Linus Torvalds (torvalds@transmeta.com)
Thu, 2 Apr 1998 11:10:38 -0800 (PST)


On Thu, 2 Apr 1998 yodaiken@chelm.cs.nmt.edu wrote:
>
> mmap does not map /dev/mem or /dev/kmem correctly or I don't understand
> what it is supposed to do.
>
> 1. insmod a module that kmallocs a page and writes an identifier
> on the page and then printks the virt_to_phys and address.
> 2. a user task opens /dev/mem or /dev/kmem and reads every page
> looking for the identifier -- the identifier is found at exactly
> the expected position.
> 3. a user task opens /dev/mem or /dev/kmem and mmaps the page with the
> identifier -- no identifier found.
> 4. the task in (3) is modified to try every page in mem or kmem -- no
> identifier found.
> 5. If the kernel buffer is allocated statically, everything works as
> expected.
>
> This is on 2.1.89, but is the same on a couple of other versions.

This is because the kernel will refuse any mmap access to any memory pages
that the kernel may be using.
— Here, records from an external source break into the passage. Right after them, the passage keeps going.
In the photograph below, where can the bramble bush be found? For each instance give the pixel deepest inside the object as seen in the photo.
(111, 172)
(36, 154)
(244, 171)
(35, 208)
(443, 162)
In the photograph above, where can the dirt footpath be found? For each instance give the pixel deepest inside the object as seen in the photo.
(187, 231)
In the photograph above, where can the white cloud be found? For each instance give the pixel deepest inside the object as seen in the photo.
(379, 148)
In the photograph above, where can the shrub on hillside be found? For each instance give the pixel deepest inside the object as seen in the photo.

That includes all normal memory.

The _only_ way to get a mmap of memory is to mmap something that is
- outside the normal kernel range. This includes stuff like PCI frame
buffers etc, because the kernel knows that it is not trying to manage
that as memory.
- marked as reserved. This includes the 640k-1M region, and can be
expanded (as done by the sound driver).